# Learning drywall finishing on the side



## BiggieC (Nov 16, 2020)

I’m a skilled steel framer and hanger. I also hang residential. I’ve been in the trade for 4 years. I have goals and plans with how to make real money in the next couple years as my family is growing and I’m only getting more eager to position myself higher and higher in the construction game. I’m thinking of investing in some basic taping tools (hawk, trowel, sand pole, etc.) and slapping some mud on some board in my garage after kids are in bed. And get myself to a place where I can one day hang and finish my own residential jobs from home owners. I might also take some vacation time to tape with my buddy.

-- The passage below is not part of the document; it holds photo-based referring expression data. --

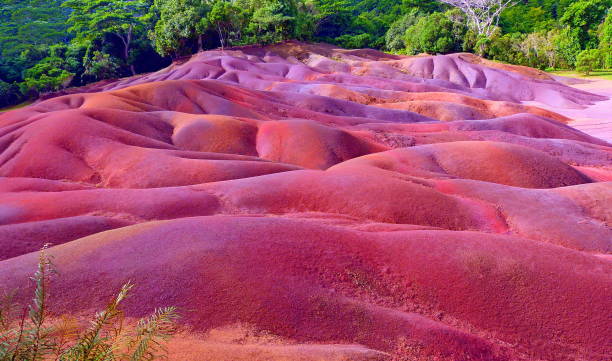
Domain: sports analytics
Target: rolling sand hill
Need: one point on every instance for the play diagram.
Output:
(303, 202)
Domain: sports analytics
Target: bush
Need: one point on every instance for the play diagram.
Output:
(588, 60)
(435, 33)
(605, 41)
(34, 337)
(101, 66)
(45, 76)
(394, 39)
(9, 94)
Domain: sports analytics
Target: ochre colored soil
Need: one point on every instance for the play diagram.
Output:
(304, 202)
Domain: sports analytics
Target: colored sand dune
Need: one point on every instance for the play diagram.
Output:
(347, 204)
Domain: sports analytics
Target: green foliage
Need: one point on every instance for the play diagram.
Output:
(92, 20)
(588, 60)
(224, 18)
(584, 17)
(35, 338)
(47, 75)
(605, 41)
(435, 33)
(100, 65)
(394, 38)
(9, 94)
(567, 45)
(30, 23)
(180, 21)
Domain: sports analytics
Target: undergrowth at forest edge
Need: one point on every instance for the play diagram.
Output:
(30, 333)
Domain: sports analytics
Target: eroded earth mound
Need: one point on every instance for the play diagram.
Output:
(337, 204)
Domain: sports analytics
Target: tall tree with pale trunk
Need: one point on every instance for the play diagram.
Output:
(483, 15)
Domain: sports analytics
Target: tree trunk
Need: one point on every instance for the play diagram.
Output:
(220, 37)
(200, 43)
(126, 48)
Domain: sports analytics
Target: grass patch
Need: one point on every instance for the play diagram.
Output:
(29, 334)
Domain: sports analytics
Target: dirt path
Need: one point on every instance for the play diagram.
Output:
(595, 120)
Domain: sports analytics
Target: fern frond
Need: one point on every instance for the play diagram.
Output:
(95, 344)
(37, 340)
(146, 343)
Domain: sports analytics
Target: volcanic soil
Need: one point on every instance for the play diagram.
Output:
(305, 202)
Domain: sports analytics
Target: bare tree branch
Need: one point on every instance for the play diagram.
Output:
(482, 14)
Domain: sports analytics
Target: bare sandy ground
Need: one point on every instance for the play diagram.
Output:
(596, 119)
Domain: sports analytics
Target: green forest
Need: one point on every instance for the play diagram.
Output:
(47, 45)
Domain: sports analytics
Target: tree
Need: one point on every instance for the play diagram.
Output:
(47, 75)
(92, 19)
(605, 41)
(434, 33)
(483, 15)
(583, 17)
(180, 22)
(101, 66)
(224, 18)
(588, 60)
(275, 20)
(394, 39)
(30, 23)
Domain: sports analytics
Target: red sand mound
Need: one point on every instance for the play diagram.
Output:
(340, 204)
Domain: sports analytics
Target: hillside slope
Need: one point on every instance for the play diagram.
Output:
(347, 204)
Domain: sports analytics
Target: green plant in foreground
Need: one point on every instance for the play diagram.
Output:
(31, 335)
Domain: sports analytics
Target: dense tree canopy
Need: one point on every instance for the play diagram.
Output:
(46, 45)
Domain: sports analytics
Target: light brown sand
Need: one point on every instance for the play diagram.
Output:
(596, 119)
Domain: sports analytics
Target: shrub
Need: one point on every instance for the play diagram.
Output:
(45, 76)
(435, 33)
(605, 41)
(35, 337)
(9, 94)
(588, 60)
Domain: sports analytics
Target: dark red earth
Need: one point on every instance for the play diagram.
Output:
(346, 204)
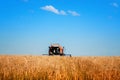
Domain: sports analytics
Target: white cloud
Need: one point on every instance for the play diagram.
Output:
(115, 4)
(73, 13)
(53, 9)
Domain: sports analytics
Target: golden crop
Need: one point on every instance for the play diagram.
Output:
(59, 68)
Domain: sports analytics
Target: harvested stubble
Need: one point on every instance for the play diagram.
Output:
(59, 68)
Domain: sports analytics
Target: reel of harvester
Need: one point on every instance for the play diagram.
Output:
(56, 49)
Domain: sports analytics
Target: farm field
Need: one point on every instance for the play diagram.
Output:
(59, 68)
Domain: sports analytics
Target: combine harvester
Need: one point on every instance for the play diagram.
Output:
(56, 49)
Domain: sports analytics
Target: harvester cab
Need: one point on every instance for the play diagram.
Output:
(56, 49)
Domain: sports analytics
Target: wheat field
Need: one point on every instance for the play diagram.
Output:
(59, 68)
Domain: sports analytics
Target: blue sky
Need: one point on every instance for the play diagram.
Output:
(83, 27)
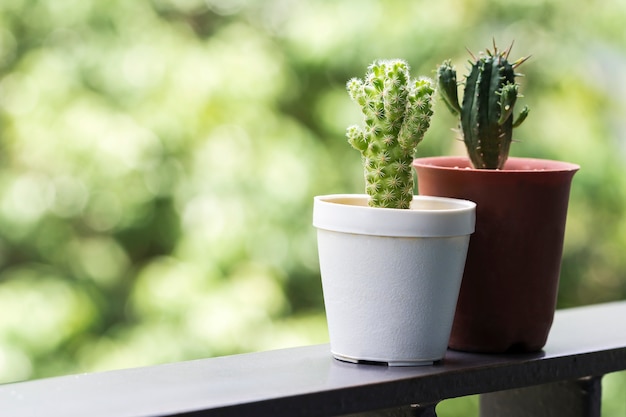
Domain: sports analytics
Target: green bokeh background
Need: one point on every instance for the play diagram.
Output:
(158, 161)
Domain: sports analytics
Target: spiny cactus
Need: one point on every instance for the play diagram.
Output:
(397, 114)
(488, 103)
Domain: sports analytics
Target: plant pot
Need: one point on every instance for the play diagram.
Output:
(510, 284)
(391, 277)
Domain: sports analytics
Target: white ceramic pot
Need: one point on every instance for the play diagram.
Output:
(391, 277)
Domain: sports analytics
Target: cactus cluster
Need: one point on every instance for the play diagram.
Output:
(397, 114)
(486, 117)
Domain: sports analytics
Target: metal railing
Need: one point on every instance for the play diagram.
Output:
(562, 380)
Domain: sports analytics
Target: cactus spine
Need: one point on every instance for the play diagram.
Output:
(397, 114)
(486, 117)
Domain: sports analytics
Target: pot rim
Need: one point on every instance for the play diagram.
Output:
(428, 216)
(513, 164)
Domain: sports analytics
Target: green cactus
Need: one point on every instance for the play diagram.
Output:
(397, 114)
(488, 103)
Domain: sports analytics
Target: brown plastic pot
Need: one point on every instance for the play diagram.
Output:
(510, 284)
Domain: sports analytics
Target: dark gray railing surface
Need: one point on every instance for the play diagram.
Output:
(584, 344)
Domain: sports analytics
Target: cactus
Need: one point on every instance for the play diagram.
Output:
(397, 114)
(486, 117)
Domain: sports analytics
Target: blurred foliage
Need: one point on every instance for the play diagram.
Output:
(158, 160)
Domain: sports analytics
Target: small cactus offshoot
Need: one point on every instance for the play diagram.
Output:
(486, 117)
(397, 114)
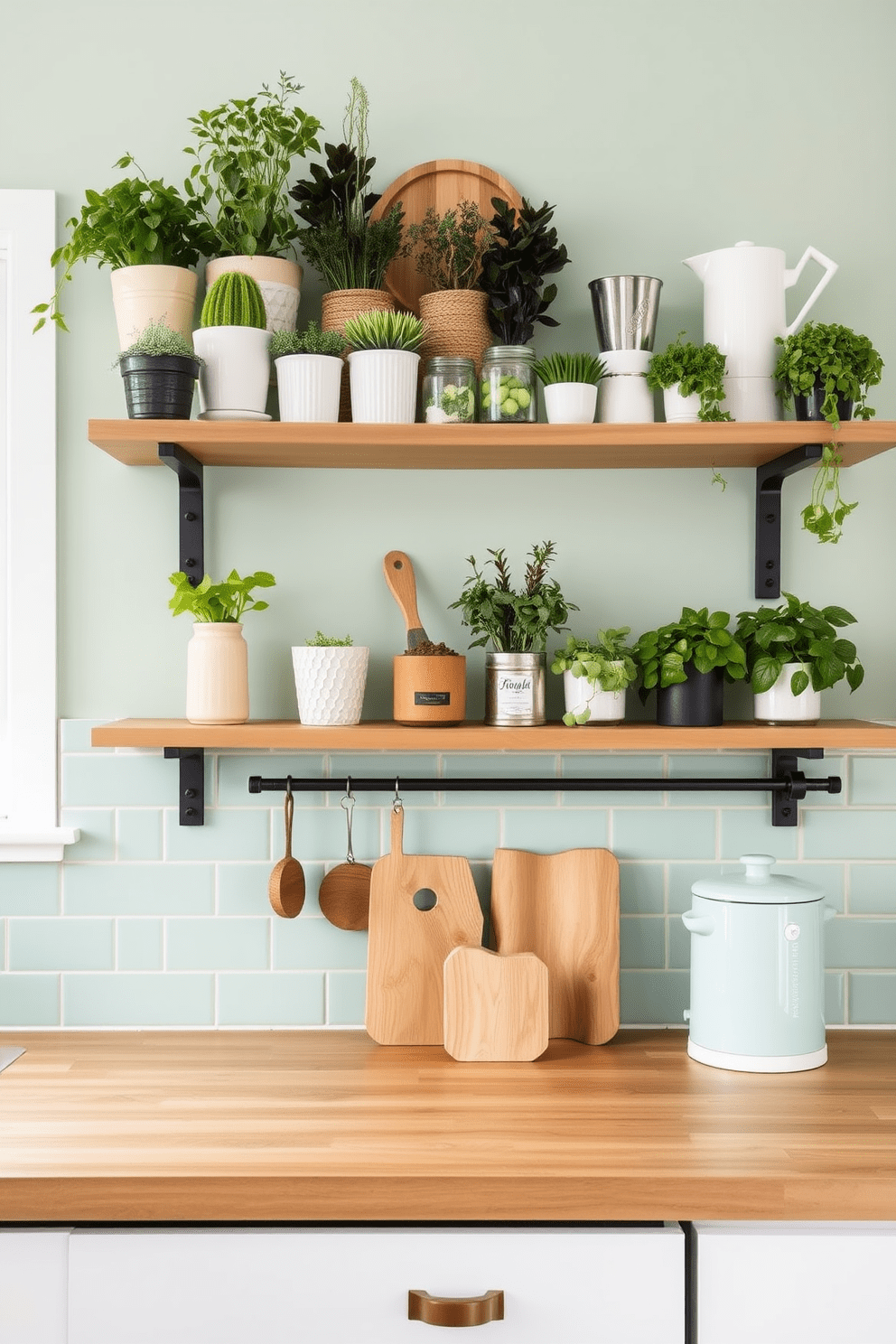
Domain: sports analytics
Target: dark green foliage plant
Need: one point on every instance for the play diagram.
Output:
(243, 157)
(797, 632)
(521, 253)
(702, 639)
(515, 622)
(137, 222)
(223, 601)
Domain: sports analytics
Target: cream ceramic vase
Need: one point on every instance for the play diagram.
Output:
(217, 674)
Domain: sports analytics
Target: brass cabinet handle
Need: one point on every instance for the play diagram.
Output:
(454, 1311)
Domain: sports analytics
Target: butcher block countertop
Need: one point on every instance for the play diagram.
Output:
(328, 1126)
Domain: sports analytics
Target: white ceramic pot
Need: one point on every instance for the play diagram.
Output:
(330, 685)
(280, 281)
(383, 386)
(308, 387)
(217, 674)
(236, 374)
(143, 294)
(570, 404)
(678, 409)
(602, 705)
(779, 705)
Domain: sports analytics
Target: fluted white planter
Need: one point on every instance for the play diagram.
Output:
(330, 683)
(308, 387)
(779, 705)
(217, 674)
(236, 375)
(383, 386)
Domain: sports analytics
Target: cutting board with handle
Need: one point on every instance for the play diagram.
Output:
(407, 942)
(565, 908)
(495, 1007)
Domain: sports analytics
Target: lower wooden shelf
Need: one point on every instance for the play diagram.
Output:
(385, 735)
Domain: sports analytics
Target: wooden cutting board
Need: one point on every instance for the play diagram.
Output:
(407, 947)
(565, 908)
(495, 1007)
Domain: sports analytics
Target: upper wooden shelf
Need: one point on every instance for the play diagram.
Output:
(469, 446)
(284, 734)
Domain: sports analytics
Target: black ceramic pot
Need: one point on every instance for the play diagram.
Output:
(159, 386)
(696, 703)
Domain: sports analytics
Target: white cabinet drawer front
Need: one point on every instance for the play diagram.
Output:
(335, 1285)
(794, 1283)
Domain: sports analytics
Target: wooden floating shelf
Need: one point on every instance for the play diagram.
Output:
(286, 735)
(482, 446)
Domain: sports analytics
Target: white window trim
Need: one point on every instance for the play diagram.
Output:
(28, 748)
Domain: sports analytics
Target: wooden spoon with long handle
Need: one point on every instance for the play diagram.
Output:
(286, 883)
(399, 575)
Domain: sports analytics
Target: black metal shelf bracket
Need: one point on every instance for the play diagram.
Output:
(770, 477)
(191, 785)
(190, 509)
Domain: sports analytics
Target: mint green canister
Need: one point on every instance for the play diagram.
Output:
(757, 971)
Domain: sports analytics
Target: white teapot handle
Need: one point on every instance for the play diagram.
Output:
(793, 275)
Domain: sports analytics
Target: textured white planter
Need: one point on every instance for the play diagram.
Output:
(680, 409)
(605, 705)
(383, 386)
(308, 387)
(217, 674)
(237, 371)
(280, 281)
(570, 404)
(330, 685)
(780, 705)
(143, 294)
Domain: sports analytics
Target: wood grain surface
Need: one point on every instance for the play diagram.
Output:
(565, 908)
(324, 1125)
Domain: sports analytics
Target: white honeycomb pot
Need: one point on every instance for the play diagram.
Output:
(330, 685)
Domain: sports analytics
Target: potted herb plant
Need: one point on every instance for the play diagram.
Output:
(331, 675)
(688, 663)
(238, 181)
(309, 369)
(159, 372)
(523, 250)
(595, 677)
(516, 624)
(217, 655)
(826, 371)
(151, 238)
(691, 380)
(793, 655)
(570, 387)
(233, 341)
(383, 364)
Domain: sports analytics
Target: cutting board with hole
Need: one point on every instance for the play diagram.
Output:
(422, 906)
(565, 908)
(495, 1007)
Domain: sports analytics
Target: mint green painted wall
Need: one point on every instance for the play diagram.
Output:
(658, 131)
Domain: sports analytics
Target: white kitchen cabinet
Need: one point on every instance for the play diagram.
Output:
(617, 1285)
(796, 1283)
(33, 1274)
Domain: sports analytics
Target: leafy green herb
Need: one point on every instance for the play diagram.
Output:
(218, 601)
(515, 622)
(797, 632)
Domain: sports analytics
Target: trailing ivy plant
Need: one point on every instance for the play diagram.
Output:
(797, 632)
(702, 639)
(515, 622)
(843, 364)
(607, 664)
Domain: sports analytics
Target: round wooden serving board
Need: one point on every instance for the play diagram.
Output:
(443, 183)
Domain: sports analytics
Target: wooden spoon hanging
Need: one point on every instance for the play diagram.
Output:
(286, 883)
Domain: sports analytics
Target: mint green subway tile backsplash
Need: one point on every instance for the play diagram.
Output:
(148, 924)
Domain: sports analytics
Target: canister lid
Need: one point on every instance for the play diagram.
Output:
(758, 886)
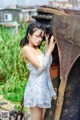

-did any of you learn finishing in the side? 
-any advise in how to teach myself?
-any advise on my first taping job?


----------



## John Farnsworth (Nov 14, 2020)

Yes I learned how to tape mud texture on my own. I also started on my own garage about 15 years ago. Since then I have finished 2 basements and finished a new home recently on my own. I would consider my work now better than most professionals/subcontractors. I started out by reading a how to guide book but now there are better how to videos on YouTube. I think the hardest part of hanging drywall is cutting around the outlets. I tried many of the products out there like Blind Mark and Mark N Guard but I was not completely satisfied with any of them so I invented my own product. It is called the Cut & Guard Gang Box Lid. It is less expensive and does more than any other product to help you locate the electrical box and cut around the box and protect all the wiring. Below is a quick youtub link if interested. I did not buy all the fancy expensive tools. I just started out with some basic tools. I found that using tape on the corners and mesh on the straight joints worked best for me. Good luck.


----------



## moore (Dec 2, 2010)

Waste. Similar to the old 70 s punch outs tho.


----------



## krafty (Jun 30, 2016)

Or get a router 


Sent from my iPhone using Tapatalk


----------



## krafty (Jun 30, 2016)

Oh I didn’t look first I got ya yeah we just stuff the wires in and cut out . Good for homeowners though 


Sent from my iPhone using Tapatalk


----------



## Mjaw (Nov 24, 2020)

BiggieC said:


> I’m a skilled steel framer and hanger. I also hang residential. I’ve been in the trade for 4 years. I have goals and plans with how to make real money in the next couple years as my family is growing and I’m only getting more eager to position myself higher and higher in the construction game. I’m thinking of investing in some basic taping tools (hawk, trowel, sand pole, etc.) and slapping some mud on some board in my garage after kids are in bed. And get myself to a place where I can one day hang and finish my own residential jobs from home owners. I might also take some vacation time to tape with my buddy.
> 
> -did any of you learn finishing in the side?
> -any advise in how to teach myself?
> -any advise on my first taping job?


I learned to finish from carpenters when i was an apprentice carpenter, quickly realized 97% weren't any good at it and beyond slow, so i started working on side projects took forever to get good and quick, on my own now, i generally deal with smaller contractors overflow of work, and one commercial GC.


----------